Imagine mounting the camera of your phone to a microscope and recording the motion of dust particles dispersed in a glass of water. The motion of these particles (said to be “Brownian”) is nearly completely random, so that if we were to play the video forward or backwards we would not be able to tell the difference. Now imagine walking to a window overlooking a construction site and recording another video. This time we are clearly going to be able to distinguish forward from backward. This simple observation has very profound implications that are directly related to the so-called “arrow of time” and to how we can distinguishing living from nonliving systems.
In technical terms, we say that the motion of the dust particles obeys “time-reversal symmetry” (TRS) and that the evolution of a construction site breaks this symmetry. One of the defining properties of living systems is that they continuously consume energy to function and perform work. In this process they dissipate energy and inevitably break TRS. Likewise, in order for a building to be developed we must consume energy to do useful work (e.g., to assemble construction materials). If no energy was consumed and no work done, TRS would be preserved but nothing would get built.

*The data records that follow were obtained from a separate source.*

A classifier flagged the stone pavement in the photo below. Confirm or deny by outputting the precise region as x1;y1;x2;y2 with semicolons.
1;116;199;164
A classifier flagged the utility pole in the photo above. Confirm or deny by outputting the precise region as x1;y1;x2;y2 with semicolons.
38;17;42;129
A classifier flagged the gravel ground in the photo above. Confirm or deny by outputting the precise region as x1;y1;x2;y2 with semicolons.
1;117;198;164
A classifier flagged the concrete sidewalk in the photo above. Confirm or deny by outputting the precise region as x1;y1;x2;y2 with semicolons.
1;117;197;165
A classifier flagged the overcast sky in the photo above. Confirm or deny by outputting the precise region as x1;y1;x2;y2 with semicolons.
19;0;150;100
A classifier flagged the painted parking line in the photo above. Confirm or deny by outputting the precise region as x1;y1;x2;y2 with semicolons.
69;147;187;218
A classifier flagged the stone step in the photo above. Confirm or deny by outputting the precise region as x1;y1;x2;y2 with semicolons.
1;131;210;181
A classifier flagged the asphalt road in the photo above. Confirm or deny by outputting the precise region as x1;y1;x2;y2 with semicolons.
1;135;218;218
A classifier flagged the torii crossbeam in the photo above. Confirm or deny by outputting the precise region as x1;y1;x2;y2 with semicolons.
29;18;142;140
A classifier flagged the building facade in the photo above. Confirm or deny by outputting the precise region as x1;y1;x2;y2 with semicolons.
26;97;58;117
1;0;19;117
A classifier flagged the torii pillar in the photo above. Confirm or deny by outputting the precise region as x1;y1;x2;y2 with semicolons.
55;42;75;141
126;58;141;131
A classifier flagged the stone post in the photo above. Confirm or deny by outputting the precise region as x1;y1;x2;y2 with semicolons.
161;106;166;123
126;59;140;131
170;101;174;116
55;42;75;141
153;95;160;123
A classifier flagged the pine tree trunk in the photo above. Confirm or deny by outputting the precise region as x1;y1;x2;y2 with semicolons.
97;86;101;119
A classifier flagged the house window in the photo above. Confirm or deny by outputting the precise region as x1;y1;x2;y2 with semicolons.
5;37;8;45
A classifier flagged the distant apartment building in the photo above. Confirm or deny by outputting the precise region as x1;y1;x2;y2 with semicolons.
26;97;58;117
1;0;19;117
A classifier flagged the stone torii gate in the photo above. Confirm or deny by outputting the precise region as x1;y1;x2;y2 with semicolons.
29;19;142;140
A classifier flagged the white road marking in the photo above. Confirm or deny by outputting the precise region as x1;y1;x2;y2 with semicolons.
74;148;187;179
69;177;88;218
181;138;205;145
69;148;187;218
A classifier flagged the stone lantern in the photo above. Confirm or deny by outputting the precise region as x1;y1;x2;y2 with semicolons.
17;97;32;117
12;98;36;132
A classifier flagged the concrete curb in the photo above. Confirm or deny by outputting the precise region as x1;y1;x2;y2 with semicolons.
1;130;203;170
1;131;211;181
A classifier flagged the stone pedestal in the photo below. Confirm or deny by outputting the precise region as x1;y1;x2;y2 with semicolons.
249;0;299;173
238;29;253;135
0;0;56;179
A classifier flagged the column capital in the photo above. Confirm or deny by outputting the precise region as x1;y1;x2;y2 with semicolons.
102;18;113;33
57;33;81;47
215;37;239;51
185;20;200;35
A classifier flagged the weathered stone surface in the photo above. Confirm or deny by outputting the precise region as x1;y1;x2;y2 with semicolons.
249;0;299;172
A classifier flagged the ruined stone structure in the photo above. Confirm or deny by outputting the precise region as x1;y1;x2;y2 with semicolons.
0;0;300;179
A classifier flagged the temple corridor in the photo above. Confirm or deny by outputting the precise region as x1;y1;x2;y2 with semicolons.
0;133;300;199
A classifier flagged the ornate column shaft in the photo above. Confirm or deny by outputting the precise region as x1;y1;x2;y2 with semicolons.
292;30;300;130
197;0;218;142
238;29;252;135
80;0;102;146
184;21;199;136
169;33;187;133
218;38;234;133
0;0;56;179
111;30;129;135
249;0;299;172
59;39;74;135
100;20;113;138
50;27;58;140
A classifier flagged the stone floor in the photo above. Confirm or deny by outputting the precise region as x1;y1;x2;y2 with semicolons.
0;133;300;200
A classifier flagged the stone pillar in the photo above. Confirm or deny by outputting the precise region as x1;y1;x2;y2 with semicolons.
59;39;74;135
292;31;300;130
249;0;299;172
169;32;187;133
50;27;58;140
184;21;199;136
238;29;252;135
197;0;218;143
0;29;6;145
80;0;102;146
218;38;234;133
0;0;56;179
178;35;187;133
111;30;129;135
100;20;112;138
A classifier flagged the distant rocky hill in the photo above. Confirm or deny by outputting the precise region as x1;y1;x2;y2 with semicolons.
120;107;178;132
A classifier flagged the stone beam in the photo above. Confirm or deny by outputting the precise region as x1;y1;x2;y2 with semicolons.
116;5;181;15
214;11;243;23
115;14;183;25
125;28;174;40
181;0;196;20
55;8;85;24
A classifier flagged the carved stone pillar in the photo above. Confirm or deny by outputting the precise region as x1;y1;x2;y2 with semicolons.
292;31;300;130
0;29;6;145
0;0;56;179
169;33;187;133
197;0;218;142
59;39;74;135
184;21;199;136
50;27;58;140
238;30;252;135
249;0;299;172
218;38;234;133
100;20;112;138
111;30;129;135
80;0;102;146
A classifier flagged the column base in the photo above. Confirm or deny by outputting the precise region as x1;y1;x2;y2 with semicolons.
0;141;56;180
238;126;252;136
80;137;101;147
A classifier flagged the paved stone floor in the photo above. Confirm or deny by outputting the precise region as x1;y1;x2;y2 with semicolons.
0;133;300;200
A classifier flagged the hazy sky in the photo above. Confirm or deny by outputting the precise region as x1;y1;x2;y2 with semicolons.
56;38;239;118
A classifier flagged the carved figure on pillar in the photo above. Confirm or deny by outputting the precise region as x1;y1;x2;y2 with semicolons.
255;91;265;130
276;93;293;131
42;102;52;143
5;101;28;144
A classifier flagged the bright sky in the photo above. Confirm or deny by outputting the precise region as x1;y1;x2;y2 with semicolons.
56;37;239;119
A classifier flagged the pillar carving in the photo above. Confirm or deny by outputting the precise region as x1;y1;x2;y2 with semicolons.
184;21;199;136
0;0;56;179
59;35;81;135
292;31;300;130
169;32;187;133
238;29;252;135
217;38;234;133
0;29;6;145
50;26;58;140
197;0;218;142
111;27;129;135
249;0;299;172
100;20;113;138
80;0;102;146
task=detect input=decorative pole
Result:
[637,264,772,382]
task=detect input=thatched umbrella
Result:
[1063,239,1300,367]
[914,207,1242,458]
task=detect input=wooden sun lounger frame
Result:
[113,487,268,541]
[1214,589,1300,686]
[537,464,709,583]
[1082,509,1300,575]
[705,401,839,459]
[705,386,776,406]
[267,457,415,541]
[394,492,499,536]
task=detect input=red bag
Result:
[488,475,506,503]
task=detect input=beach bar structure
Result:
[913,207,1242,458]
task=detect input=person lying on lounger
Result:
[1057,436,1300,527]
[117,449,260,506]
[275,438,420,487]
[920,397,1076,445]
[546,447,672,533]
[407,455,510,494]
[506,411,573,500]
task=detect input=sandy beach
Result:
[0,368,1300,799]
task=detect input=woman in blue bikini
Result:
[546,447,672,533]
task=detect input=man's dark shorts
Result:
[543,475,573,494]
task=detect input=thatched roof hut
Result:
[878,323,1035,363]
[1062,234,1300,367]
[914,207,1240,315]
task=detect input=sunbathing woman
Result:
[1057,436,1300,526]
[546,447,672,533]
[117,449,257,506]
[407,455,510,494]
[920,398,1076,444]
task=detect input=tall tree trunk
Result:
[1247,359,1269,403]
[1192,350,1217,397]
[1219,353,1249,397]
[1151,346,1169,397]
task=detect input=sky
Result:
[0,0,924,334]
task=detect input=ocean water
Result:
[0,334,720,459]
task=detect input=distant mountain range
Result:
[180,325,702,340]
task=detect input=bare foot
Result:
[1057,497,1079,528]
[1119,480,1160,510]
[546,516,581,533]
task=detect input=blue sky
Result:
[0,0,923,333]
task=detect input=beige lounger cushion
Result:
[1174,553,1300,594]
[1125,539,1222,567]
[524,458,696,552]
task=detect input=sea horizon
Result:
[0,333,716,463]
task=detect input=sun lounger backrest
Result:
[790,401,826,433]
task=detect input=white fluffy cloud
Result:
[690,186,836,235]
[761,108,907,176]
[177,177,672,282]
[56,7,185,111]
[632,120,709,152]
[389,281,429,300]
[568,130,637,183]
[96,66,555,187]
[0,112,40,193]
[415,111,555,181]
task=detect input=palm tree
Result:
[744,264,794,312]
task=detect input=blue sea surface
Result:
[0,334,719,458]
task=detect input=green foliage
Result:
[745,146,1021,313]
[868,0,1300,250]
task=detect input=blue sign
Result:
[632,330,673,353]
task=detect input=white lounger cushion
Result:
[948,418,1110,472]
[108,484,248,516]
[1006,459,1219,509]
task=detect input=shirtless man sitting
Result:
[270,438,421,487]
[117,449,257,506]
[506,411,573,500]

A quantifiable signature of TRS breaking is a statistical quantity known as entropy production, which quantifies the cost of maintaining the system “alive”. Entropy production has been the subject of a great deal of interest in biophysics and it has traditionally been thought of as a single number that tells us whether the system obeys or breaks TRS. In this work, we introduce a methodology that decomposes entropy production into local spatial contributions - crucially, without knowledge of the underlying equations of motion. Put simply, imagine for instance tracking the motion of construction workers across different areas of the construction site, some will be more active than others, meaning that some areas will "produce" more entropy (i.e., break TRS more) than others. This new approach allows us to quantify which features of a system, and which events, are responsible for breaking TRS. Finally, we show that in the absence of local entropy production, we cannot extract work from the system from the features being tracked at that particular location in space.
We validated our approach in theory, simulation, and experiments of E. Coli swimming in the presence of obstacles. This approach should be applicable in a broad variety of domains. In biological systems we can probe the dynamics inside cells, their metabolic rates, and the microscopic motion from collective behavior of molecular motors. In micro through macroscopic fluid systems it will be interesting to study entropy production in vortices, near boundaries and at different scales through the turbulent regime. On a more macroscopic scale, traffic and crowds are amenable to our analysis as are communication and transportation systems and networks in general. And on yet larger scales one might consider entropy production at a cosmological level. We therefore expect that our technique will interest and provide a useful tool for researchers in a very wide variety of fields.